MÜTEAHHİRUN HERŞEYİ DEĞİŞTİRİP, TEK BİR KİŞİYİ TAKLİD ETMEYİ GEREKLİ KILMAKLA TEFRİKAYA DÜŞTÜLER
Müslümanlar, Hulefa-i Raşidin ve Tabiîn gibi mükemmel müslüman oldukları, islâm’a bağlı ve sadık kaldıkları müddetçe muzaffer olup ülkeler fethettiler ve dini yücelttiler. Ne zaman ki Allah’ın emirlerini değiştirdiler, Allah birçok ayetinde de buna işaret ettiği gibi, nimetlerini değiştirmekle, devletlerini almakla ve hilafeti kaldırmakla onları cezalandırdı. Cenâb-ı Hakk’ın şu âyetinde olduğu gibi:
“Bu, bir milletin kendilerini değiştirmedikçe. Allah onlara verdiği nimeti değiştirmez (kanunundan dolayı böyledir) ve Allah işiten ve bilendir. (Kimin neye mustehak olduğunu bilir)” (Enfal 53)

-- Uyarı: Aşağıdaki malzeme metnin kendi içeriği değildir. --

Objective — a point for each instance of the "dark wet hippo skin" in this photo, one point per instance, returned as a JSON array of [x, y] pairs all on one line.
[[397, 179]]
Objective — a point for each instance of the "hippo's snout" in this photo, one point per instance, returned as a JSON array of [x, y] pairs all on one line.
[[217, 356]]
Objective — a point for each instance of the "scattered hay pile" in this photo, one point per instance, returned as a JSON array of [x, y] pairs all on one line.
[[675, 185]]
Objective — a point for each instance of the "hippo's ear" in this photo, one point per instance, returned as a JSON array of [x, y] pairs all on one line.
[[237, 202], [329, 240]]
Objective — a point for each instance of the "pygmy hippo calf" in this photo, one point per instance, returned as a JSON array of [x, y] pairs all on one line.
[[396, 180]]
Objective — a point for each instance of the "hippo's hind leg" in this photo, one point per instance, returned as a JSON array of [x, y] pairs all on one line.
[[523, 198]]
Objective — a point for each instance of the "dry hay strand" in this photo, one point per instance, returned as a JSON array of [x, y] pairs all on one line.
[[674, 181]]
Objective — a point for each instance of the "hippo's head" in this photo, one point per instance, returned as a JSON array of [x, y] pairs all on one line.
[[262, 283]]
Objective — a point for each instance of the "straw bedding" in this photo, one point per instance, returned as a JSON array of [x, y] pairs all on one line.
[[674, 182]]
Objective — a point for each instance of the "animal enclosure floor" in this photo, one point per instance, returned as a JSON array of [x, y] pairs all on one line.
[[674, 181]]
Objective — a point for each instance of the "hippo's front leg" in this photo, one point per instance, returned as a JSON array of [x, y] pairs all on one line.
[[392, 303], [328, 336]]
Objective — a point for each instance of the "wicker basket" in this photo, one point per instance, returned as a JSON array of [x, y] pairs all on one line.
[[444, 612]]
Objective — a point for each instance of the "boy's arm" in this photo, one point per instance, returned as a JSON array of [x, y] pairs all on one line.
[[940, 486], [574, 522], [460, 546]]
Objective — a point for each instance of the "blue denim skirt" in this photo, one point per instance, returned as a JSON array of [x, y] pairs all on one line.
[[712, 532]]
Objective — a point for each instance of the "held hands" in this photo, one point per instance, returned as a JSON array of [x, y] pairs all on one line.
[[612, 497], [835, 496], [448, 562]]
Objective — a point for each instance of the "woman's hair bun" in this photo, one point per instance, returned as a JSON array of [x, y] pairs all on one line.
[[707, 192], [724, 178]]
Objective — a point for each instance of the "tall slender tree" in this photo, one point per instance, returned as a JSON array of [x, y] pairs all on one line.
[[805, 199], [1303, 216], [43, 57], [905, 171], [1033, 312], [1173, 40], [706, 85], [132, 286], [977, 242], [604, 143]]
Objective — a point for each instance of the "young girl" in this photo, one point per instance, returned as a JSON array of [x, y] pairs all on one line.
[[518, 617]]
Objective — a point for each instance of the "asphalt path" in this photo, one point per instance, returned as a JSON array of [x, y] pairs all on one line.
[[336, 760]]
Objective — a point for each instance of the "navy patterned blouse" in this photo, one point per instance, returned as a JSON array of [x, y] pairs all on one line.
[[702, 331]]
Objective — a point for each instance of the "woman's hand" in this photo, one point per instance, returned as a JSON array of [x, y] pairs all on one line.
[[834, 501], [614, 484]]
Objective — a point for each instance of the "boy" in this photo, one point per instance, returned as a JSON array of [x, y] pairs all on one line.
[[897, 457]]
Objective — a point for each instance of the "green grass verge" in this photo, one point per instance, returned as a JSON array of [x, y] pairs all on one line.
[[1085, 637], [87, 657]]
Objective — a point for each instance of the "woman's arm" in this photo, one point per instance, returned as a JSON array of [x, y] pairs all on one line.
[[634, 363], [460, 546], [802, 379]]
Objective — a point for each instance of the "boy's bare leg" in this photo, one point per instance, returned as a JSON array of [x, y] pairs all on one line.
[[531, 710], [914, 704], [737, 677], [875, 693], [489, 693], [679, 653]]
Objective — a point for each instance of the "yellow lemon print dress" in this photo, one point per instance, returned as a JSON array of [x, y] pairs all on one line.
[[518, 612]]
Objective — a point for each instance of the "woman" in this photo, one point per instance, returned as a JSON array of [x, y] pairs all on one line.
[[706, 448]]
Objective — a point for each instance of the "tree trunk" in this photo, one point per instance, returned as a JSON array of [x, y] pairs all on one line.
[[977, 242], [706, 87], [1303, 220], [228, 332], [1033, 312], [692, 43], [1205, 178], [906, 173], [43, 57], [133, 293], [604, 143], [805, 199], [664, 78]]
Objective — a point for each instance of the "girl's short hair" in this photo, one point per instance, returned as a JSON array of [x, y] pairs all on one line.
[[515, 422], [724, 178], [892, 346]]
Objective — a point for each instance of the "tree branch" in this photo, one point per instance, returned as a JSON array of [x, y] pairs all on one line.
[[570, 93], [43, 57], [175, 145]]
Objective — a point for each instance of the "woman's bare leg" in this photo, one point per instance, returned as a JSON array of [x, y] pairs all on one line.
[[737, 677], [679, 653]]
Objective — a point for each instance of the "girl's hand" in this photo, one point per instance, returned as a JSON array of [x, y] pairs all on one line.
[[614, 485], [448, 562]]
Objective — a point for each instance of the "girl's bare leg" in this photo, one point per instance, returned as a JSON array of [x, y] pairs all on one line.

Özel bir mezhebe intisap etmek, batıl görüşleri de olsa o mezhebe taassup göstermek, değişikliğe uğrattıkları konulardır. Bu görüşler üçüncü asırdan sonra ortaya çıkmış bid’at işlerdir. Bunda hiç şüphe yoktur. Bid’atle amel etme ve ondan bir sevap umulması sapıklıktır. Selef-i salihîn; Kitap, Sünnet ve ikisinin delalet ettiklerine, bir de ümmetin icmaına sarılıyorlardı. Allah onlara merhamet etsin, onlardan razı olsun ve etsin, bizi de onlardan kılsın ve onlarla birlikte haşretsin. Fakat mezheplerin bidatleri yayılınca, o bid’atlerden, ayrılıklar ve birbirlerini sapıklıkla suçlamalar doğdu. Öyleki, dört mezhep müntesipleri Ehl-i Sünnet olduklarını söylemelerine rağmen, Şafiî imamın ardından Hanefî’nin uyması caiz olmadığına dair fetva verdiler.
Fakat amelleri onları yalanladı, sözlerindeki çelişkiler onların bu görüşlerini boşa çıkardı. Mescid-i Haram’daki dört makam bu bid’atlerden doğdu.
Cemaatler çeşitlendi. Her mezhepli kendi mezhebindeki cemaatı bekledi. Bu bid’atler sayesinde şeytan müslumanları tefrikaya düşürmek, onları çeşitli gruplara bölmek gibi maksadlanndan birini daha elde etmiş oldu. Bundan Allah’a sığınırız.